For the Gulf region, which is among the world’s most wasteful regions, Ramadan is the month of reckoning. As the days of living frugal dawn on us, personal as well as institutional initiatives to improve efficiency of food supplies routinely come to the fore.
From community fridges to soup kitchens and food discarded from five-star hotels being diverted to labor camps, efforts are made to bring about change. More importantly, they are getting more and more institutionalized.
The apple analogy
Mohammed Karam, the man with the apple analogy, is Business Development Manager at InSinkerator, the company that came up with disposers as solution for reducing and recycling unavoidable food waste. At an event organized here to discuss the exponential implications of waste earlier this year, Karam indulged in a bit of backward integration.
Even architects and designers play a vital role in reducing food waste, Karam said, adding that “if practices such as urban farming and/or material planning are implemented at the early stages of the design, food wastage can be reduced dramatically in the long run”.
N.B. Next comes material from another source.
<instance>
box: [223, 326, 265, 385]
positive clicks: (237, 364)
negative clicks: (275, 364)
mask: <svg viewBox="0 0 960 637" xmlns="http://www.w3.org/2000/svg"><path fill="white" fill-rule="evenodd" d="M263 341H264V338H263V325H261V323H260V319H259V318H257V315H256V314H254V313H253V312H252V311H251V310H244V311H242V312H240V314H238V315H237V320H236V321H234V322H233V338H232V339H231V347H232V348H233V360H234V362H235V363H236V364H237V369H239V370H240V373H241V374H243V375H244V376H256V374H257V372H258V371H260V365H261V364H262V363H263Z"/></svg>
At the event – organized by the Middle East Facility Management Association – it was revealed that, as per UN Food and Agriculture Organization (FAO), 33 percent of food generated is lost or wasted globally and that “the annual food waste in the UAE alone is approximately 3.2 million tons.”
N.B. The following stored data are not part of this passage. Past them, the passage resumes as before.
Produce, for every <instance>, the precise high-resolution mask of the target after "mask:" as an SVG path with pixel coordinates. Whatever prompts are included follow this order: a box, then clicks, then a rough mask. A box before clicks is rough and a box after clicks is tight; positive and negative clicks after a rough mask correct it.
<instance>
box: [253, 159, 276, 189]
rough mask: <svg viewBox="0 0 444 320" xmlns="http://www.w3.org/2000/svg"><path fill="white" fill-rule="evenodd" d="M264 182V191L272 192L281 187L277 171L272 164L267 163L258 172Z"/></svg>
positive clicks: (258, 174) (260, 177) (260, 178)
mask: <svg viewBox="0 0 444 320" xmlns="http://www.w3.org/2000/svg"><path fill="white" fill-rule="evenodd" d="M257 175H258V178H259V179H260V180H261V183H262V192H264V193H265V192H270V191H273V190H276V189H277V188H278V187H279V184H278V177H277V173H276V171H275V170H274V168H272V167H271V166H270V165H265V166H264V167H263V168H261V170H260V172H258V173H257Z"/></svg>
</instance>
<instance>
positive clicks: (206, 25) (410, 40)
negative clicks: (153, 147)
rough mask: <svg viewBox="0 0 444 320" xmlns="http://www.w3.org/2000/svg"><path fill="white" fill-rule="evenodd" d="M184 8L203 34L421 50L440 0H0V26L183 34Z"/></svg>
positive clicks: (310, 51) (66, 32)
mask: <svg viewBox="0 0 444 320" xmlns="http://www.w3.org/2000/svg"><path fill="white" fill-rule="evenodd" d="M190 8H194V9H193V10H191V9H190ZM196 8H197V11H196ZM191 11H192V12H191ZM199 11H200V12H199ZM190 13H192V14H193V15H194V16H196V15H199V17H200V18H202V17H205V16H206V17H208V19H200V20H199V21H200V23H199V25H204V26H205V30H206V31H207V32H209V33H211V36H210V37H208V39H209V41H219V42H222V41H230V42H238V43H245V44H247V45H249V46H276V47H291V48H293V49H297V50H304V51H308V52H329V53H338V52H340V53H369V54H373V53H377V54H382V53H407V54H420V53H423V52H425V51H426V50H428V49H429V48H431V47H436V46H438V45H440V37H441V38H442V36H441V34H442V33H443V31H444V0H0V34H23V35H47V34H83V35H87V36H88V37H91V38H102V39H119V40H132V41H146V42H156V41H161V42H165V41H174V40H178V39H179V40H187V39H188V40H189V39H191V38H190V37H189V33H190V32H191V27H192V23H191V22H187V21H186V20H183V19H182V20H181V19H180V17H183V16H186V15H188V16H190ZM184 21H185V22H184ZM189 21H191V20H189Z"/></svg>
It was also revealed that between 30-40 percent of domestic waste is food, which increases to 55 percent during Ramadan. This is indeed criminal considering an estimated 800 million people around the world go routinely undernourished.
FAO estimates that around one third of all food, by weight, is spoiled or thrown away worldwide as it moves from where it is produced to where it is eaten. The cost estimated is $940 billion per year globally.
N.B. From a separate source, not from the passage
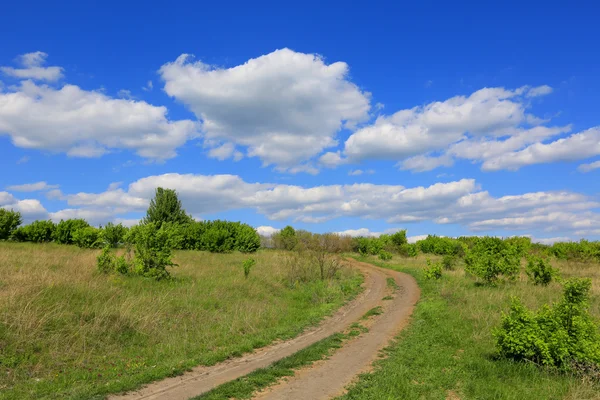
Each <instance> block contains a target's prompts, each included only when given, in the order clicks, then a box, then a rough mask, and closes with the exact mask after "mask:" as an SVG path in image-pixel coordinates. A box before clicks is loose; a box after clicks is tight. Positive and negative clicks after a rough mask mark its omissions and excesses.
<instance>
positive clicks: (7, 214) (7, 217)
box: [0, 208, 23, 240]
The good news is all stakeholders, from households to governments and industries, are beginning to feel the need for additional legislations, regulations and recognitions to encourage best practices.
According to Karam, at one level, food waste is a cultural issue and needs to be dealt with at that level. “Before involving the government and architects, it is essential to begin at the level of a single individual,” he says.
Notwithstanding the routine Ramadan lament, there are people working to address the challenge throughout the year. Anar Ibrahim, who runs a campaign against food waste in the UAE, says the mindset change must start from home. “I can understand Ramadan is the time to bond over food with family and friends, but that doesn’t mean we consistently cook 30 percent extra and then waste it,” says Ibrahim.
Her group, Food Forward, was founded in October last year, inspired by a gentleman in Saudi Arabia who had put up a fridge in his community to help those in need of food. This inspired several similar initiatives in the UAE, where an average of 350 kg of food is wasted per resident every year.
“There are 3 food establishments on board with Food Forward as of now and we hope to spread this into a national program,” Food Forward’s Facebook page says.
Major change can only be expected if collective efforts are made at the global level, and this is beginning to happen. Earlier this month, the FAO announced a Food Loss and Waste Accounting and Reporting Stan¬dard (FLW Standard), providing requirements and guidance for quantifying and reporting on food loss and waste.
The purpose of the FLW Standard is to encourage consistency and transparency and it is believed that widespread use of the Standard will motivate and empower countries, companies, and other entities.
Even at the regional level, individuals, NGOs, and semi-government organizations are coming together to find ways to curb food waste in unprecedented ways. The Dubai Chamber Sustainability Network recently partnered with the French Business Council and Farnek to organize a seminar on food waste management and innovative practices related to it.
The focus remained on best practices, waste reduction regulations and practices in operation from industries directly involved in the consumption of food.
Last year, the UAE’s Ministry of Environment and Water launched ‘I’MPERFECT,’ a national campaign to reduce food waste and increase food surplus. The campaign targets the government sector, farmers, society, retail centers, food production and sales companies, schools, and industry-related SMEs.
Clearly, when you are out to tackle a challenge such as food waste, the more come on board, the merrier.